The creatinine level is between 1.6 and 2.8, which means that 66% to 75% of kidney function has been lost. Clinical signs are usually mild or absent at this stage.
The creatinine level is between 2.9 and 5.0, which means that 76% to 90% of kidney functions has been lost. At this stage, typical signs of kidney disease, such as increased thirst and urination, weight loss, lack of appetite, and weakness, are usually noticeable. At this stage, cats may benefit from subcutaneous fluid administration to support remaining kidney function and prevent dehydration.
The creatinine level is higher than 5.0, which means that at least 90% of kidney function has been lost. At this end stage, cats are usually very sick. Loss of appetite, poor grooming and lethargy may be very pronounced. Cats may need more frequent fluid administration.

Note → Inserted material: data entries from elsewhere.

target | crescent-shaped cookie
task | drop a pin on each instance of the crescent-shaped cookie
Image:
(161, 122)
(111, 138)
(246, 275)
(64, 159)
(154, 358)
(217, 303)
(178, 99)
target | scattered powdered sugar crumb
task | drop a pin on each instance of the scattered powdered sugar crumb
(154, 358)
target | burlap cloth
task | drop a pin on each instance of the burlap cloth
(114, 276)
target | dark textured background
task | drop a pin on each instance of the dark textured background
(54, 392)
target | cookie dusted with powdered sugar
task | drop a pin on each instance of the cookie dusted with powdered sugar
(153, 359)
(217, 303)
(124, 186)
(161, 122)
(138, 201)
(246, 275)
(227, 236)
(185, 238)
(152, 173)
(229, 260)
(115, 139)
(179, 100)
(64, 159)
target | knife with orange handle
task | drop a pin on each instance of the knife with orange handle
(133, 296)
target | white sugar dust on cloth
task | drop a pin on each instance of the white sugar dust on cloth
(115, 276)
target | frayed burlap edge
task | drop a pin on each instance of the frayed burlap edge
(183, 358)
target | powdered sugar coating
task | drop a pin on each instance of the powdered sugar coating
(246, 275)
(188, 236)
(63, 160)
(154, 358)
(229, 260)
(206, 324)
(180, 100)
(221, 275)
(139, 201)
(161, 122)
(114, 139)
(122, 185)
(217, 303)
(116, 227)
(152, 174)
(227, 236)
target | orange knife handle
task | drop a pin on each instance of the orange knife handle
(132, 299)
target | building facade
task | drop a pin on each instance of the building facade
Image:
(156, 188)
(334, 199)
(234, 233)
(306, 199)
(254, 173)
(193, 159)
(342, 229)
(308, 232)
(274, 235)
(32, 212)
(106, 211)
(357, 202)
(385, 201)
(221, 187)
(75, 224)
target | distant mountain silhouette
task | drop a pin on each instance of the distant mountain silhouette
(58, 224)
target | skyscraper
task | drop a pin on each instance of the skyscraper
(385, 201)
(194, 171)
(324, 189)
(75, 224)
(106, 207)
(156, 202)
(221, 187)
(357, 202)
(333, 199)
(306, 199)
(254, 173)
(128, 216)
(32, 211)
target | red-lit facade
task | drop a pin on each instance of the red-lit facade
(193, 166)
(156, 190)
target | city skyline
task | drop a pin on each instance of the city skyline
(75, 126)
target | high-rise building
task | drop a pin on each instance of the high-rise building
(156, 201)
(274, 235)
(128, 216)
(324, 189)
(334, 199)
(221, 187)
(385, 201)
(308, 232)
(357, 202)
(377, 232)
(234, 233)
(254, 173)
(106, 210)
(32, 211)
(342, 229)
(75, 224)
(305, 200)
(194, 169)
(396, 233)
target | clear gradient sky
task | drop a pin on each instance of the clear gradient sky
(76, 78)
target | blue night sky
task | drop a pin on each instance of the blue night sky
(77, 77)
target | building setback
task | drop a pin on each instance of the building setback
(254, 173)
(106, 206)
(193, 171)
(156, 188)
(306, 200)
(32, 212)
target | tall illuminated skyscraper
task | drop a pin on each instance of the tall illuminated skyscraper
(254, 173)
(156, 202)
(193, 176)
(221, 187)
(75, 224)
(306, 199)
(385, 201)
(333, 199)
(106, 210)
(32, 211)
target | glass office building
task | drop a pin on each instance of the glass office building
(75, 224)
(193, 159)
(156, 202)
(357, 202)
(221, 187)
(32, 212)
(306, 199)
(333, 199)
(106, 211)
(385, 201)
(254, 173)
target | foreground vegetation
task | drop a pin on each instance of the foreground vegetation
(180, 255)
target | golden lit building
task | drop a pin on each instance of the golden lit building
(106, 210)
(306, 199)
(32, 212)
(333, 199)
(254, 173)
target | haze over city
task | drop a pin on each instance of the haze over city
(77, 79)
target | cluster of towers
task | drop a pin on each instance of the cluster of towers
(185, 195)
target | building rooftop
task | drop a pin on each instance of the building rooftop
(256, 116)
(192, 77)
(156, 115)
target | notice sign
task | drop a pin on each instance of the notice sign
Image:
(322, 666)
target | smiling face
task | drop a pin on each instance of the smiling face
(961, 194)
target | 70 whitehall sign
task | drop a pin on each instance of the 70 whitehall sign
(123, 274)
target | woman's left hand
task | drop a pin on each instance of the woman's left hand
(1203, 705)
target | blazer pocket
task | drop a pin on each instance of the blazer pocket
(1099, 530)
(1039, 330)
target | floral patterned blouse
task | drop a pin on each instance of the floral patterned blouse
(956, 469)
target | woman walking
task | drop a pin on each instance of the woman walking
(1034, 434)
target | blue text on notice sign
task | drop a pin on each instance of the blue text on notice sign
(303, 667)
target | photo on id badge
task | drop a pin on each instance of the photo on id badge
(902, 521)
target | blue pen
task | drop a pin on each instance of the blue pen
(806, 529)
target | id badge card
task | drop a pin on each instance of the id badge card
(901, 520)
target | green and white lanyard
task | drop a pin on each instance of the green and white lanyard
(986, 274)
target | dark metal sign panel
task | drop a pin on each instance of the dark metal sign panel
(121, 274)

For a more detailed and indepth look at the stages of CKD, take a look at the IRIS (International Renal Interest Society) Staging Guidelines.
There is no cure for CKD, but proper treatment can keep cats happy and healthy for quite some time after diagnosis, in some cases, for years. Therapy is aimed at minimizing the buildup of toxic waste products in the bloodstream, maintaining adequate hydration, addressing disturbances in electrolyte concentration, supporting appropriate nutrition, controlling blood pressure, and slowing the progression of the disease.
Once your cat has been diagnosed with CKD, you should work closely with your veterinarian to monitor the progression, but always keep in mind that you’re treating the cat, not the lab values. Even though your cat’s test results may indicate that she is in the latter stages of the disease, she may still appear and act healthy.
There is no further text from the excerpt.